<<上篇 | 首页 | 下篇>>

hbase ( key 设计 ) 条件查询排序分页

Paging is a very common use-case for web sites and many other applications.  In relational databases, this is easily implemented with LIMIT and OFFSET, or by selecting the row number in the query and adding conditionals based on it’s value.  HBase 0.19.x, on the other hand, does not provide any queries or filters that support paging directly. After a quick example using SQL, I will show how to implement the same functionality in HBase.

Let’s assume that we have a large number of users.  Each user has performed a number of actions.  Each action has a unique identifier, a timestamp, and a name.

This is how you might get the third page of an individual users’ actions using SQL:

SELECT id, name, stamp FROM actions WHERE userid = 1
ORDER BY stamp DESC LIMIT 10 OFFSET 20;

This utilizes secondary indexes on both userid and stamp, meaning to accomplish this query you need at least three indexes on this table as id is the primary key.  Though a simple query to write, you will run into problems as the actions table grows to millions of rows and beyond.  Insertions would look like:

INSERT INTO actions (id, userid, name, stamp) VALUES (newid(), 1, 'Joe User', epoch());

HBase has no real indexes.  Rows are stored in sorted order, and columns in a family are sorted.  For more information, read the HBase Architecture page on the HBase Wiki.

Very conscious of the primary queries we will run on user-actions, we will design an HBase table to support paging queries on per-user, time-ordered lists of actions.

We will use the Java Client API for HBase, specifically the HTable class.  What we are looking for are two methods:

public static List<Action> getUserActions(int userid, int offset, int limit)
public static void putUserAction(Action action)

Please note, I am using a custom object, Action, for simplicity.  It is a client-side holder for the four action fields (id, userid, name, stamp).

There are a number of ways to store your data in HBase that will allow the getUserActions query, but in this case we will go with a very tall table design (lots of rows with few columns in them) rather thanwide (lots of columns in each row).  Specifically, the difference here would be whether you have a row-per-action or a row-per-user.  We will do a row-per-action, but will be designing our row key (the primary key) to be a composite key to allow for grouping and sorting of actions, rather than just the action id.  This means we will not have random-access to an action by it’s id, so rather than defining this as the actions table (which might also exist if you needed actionid random access) we will define it as the useractions table, and we will only store a single column in a single family,content:name.

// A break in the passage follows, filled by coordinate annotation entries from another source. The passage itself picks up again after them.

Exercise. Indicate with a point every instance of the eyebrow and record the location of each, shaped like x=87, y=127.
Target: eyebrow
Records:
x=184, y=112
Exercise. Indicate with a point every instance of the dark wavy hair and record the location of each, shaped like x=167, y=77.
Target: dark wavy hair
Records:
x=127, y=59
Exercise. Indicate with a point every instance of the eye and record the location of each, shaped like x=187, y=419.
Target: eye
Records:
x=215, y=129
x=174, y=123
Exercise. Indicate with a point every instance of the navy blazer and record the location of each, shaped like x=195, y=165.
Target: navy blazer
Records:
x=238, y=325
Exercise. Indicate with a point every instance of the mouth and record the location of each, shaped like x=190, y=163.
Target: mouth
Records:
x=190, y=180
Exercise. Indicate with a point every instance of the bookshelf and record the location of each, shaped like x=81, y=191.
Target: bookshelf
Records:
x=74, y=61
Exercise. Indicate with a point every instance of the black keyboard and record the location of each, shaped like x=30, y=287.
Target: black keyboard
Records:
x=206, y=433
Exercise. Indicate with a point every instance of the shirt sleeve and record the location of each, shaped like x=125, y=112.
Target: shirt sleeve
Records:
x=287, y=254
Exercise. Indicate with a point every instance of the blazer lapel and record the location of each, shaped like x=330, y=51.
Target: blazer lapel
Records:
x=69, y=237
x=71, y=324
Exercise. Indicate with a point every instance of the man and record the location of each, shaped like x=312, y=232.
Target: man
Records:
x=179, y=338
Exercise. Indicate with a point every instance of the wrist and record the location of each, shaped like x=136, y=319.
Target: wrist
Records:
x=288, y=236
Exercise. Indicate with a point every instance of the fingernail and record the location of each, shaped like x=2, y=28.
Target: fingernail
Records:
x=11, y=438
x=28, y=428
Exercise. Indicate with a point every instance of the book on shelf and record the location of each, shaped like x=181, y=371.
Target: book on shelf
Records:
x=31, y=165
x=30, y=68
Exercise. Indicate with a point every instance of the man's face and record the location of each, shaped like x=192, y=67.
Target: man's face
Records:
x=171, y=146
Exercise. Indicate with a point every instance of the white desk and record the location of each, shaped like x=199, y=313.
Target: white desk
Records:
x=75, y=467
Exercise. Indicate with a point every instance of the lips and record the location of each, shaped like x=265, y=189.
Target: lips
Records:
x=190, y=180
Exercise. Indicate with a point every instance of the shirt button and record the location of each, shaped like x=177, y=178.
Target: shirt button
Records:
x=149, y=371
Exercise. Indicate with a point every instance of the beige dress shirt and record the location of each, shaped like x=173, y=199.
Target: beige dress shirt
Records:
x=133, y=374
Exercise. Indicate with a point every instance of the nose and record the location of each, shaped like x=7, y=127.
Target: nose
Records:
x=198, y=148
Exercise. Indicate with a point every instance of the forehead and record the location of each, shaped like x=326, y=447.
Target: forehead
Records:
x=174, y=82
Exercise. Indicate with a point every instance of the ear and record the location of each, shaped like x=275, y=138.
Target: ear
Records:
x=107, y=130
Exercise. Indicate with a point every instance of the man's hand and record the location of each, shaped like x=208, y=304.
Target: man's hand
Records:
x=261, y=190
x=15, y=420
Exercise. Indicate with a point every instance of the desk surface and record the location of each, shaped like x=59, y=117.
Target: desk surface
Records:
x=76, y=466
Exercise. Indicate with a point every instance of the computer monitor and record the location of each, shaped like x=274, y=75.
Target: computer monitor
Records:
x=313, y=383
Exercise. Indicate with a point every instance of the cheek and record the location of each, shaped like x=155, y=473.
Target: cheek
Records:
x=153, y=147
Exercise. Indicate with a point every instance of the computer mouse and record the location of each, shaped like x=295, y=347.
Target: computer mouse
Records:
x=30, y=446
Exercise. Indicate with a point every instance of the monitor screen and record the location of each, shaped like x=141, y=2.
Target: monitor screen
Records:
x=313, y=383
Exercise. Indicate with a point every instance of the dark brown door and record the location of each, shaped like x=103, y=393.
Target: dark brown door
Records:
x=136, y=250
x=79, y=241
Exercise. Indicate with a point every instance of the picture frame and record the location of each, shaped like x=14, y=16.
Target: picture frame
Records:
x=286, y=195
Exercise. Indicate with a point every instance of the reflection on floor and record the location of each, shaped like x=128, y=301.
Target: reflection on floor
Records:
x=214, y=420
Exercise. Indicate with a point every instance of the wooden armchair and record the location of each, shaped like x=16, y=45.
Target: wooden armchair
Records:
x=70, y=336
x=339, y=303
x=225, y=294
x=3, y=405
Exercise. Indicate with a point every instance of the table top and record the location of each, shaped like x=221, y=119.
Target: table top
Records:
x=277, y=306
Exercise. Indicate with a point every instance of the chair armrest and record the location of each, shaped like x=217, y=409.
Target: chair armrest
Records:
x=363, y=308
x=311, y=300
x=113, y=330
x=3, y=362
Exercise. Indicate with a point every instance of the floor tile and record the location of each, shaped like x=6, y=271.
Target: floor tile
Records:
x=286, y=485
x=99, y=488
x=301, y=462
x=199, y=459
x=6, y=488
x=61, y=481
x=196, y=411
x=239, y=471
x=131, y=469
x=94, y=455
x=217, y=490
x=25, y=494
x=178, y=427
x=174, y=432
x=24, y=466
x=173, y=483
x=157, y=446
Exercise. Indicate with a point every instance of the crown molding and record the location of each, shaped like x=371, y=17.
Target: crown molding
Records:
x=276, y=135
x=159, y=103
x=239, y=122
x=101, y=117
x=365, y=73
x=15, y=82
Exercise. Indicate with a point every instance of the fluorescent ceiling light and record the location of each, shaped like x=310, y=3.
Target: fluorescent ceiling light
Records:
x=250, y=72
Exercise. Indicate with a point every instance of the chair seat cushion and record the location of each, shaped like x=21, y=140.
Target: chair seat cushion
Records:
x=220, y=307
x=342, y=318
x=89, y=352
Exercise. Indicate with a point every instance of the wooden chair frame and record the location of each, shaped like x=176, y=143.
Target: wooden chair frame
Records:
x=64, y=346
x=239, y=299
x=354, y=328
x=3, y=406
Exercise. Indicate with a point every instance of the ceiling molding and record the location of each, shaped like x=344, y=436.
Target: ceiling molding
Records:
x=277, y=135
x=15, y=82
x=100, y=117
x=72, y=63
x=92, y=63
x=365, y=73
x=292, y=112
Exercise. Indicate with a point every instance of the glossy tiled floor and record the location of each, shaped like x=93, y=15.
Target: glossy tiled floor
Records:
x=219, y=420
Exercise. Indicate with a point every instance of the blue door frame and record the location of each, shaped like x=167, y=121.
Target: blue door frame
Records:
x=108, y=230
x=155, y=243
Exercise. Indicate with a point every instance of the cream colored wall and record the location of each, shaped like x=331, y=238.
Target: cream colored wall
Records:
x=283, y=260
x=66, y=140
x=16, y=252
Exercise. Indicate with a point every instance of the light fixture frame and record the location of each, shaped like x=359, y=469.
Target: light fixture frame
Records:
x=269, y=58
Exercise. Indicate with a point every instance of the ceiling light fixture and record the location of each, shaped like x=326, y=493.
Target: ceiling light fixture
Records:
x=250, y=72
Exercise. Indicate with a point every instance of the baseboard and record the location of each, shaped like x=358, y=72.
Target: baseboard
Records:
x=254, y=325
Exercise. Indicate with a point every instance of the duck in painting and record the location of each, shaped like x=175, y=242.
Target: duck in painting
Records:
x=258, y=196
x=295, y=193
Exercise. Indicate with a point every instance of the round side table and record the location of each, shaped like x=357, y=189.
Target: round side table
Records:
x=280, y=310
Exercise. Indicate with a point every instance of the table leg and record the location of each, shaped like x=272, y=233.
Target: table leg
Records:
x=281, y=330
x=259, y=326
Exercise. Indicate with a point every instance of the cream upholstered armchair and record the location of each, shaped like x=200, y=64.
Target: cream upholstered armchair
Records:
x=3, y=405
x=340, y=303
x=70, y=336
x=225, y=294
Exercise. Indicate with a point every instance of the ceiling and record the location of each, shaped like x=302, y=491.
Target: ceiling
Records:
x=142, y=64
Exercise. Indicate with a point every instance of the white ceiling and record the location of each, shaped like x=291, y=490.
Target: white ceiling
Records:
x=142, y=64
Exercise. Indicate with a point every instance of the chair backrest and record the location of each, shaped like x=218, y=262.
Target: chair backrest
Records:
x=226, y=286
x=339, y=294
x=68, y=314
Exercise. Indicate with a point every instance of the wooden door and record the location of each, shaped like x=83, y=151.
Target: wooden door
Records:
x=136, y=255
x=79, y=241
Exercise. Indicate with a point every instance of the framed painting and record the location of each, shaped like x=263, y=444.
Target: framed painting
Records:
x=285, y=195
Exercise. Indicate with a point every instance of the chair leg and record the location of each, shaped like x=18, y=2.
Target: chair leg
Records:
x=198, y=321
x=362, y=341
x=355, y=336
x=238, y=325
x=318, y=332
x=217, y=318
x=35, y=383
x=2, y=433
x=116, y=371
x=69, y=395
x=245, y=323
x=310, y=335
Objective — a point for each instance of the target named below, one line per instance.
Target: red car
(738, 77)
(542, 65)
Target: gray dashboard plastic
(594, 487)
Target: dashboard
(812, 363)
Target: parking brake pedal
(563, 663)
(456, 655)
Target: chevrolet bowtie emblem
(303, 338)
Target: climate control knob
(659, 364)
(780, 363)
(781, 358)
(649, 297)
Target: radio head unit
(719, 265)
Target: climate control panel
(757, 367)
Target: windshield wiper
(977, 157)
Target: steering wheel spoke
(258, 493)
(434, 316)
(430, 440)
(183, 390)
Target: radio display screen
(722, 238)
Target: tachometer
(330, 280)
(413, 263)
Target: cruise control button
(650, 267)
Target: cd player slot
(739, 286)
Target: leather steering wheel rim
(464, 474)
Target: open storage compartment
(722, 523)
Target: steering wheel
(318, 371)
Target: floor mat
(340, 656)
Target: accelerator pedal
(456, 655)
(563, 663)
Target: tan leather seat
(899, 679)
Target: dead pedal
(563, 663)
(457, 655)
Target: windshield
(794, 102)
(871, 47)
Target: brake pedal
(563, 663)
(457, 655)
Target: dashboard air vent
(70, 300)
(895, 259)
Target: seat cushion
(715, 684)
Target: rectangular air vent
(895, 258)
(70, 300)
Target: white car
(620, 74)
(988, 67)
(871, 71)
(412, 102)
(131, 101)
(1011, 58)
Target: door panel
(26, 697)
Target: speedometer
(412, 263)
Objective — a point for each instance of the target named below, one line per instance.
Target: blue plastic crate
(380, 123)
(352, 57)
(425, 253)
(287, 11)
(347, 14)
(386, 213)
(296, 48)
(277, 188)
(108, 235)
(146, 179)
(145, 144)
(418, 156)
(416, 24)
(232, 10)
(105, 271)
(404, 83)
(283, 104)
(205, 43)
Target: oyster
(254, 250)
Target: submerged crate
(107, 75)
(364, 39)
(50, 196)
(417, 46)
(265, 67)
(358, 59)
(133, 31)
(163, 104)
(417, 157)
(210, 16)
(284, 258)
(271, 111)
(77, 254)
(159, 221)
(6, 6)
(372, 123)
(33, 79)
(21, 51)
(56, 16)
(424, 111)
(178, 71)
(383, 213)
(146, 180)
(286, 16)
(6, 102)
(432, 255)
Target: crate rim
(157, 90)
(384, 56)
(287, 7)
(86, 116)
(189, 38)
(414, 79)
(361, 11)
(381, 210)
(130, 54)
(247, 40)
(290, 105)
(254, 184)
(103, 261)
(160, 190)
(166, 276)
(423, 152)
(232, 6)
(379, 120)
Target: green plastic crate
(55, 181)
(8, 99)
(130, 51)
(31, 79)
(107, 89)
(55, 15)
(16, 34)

The row key that we will use in our HBase useractions table is:

<userid><reverse_order_stamp><actionid>

It’s very important that each of these fields is fixed-length and binary so that the lexicographical/ascending byte-ordering of HBase will properly sort our rows.

The userid field will be a 4 byte, big endian integer.  reverse_order_stamp is an 8 byte, big endian long with a value of (Long.MAX_VALUE - epoch).  This is so the most recent stamp is at the top rather than the bottom.  actionid is another 4 byte, big endian integer.  Thankfully, HBase provides helpful utilties in the org.apache.hadoop.hbase.util.Bytes class to deal with this (unfortunately it lacked some key features in 0.19, so the code below makes use of the Bytes class available in 0.20/TRUNK).  Before we get into HBase code, let’s define the helper methods makeActionRow and readActionRow to deal with the composite key:

public static byte [] makeActionRow(int userid, long stamp, int actionid)
throws Exception {
  byte [] useridBytes = Bytes.toBytes(userid);
  byte [] stampBytes = Bytes.toBytes(stamp);
  byte [] actionidBytes = Bytes.toBytes(actionid);
  return Bytes.add(useridBytes, stampBytes, actionidBytes);
}
 
public static Action readActionRow(byte [] row)
throws Exception {
  // Bytes.toInt(byte [] buf, int offset, int length)
  int userid = Bytes.toInt(row,0,4);
  long stamp = Long.MAX_VALUE - Bytes.toLong(row,4,8);
  int actionid = Bytes.toInt(row,12,4);
  return new Action(userid,stamp,actionid);
}

Now that we can deal with the composite keys, insertion is very straightforward:

public static void putUserAction(Action action) throws Exception {
  // Get the fields from the Action object
  int userid = action.getUserID();
  long stamp = Long.MAX_VALUE - action.getStamp();
  int actionid = action.getID();
  String name = action.getName();
 
  // Build the composite row, column, and value
  byte [] row = makeActionRow(userid,stamp,actionid);
  byte [] column = Bytes.toBytes("content:name");
  byte [] value = Bytes.toBytes(name);
 
  // Insert to HBase
  HTable ht = new HTable("useractions");
  BatchUpdate bu = new BatchUpdate(row);
  bu.put(column,value)
  ht.commit(bu);
}

We just serialize the fields into the composite row, and write the single column to HBase in a BatchUpdate.  Reading will deal with unserializing the fields and Scanners.  In addition to matching for the content:name column, we will also specify a startRow and stopRow so that the Scanner only returns results from the user we are looking at.  This way we do not have to worry about jumping to the next user in our code, the Scanner will just stop.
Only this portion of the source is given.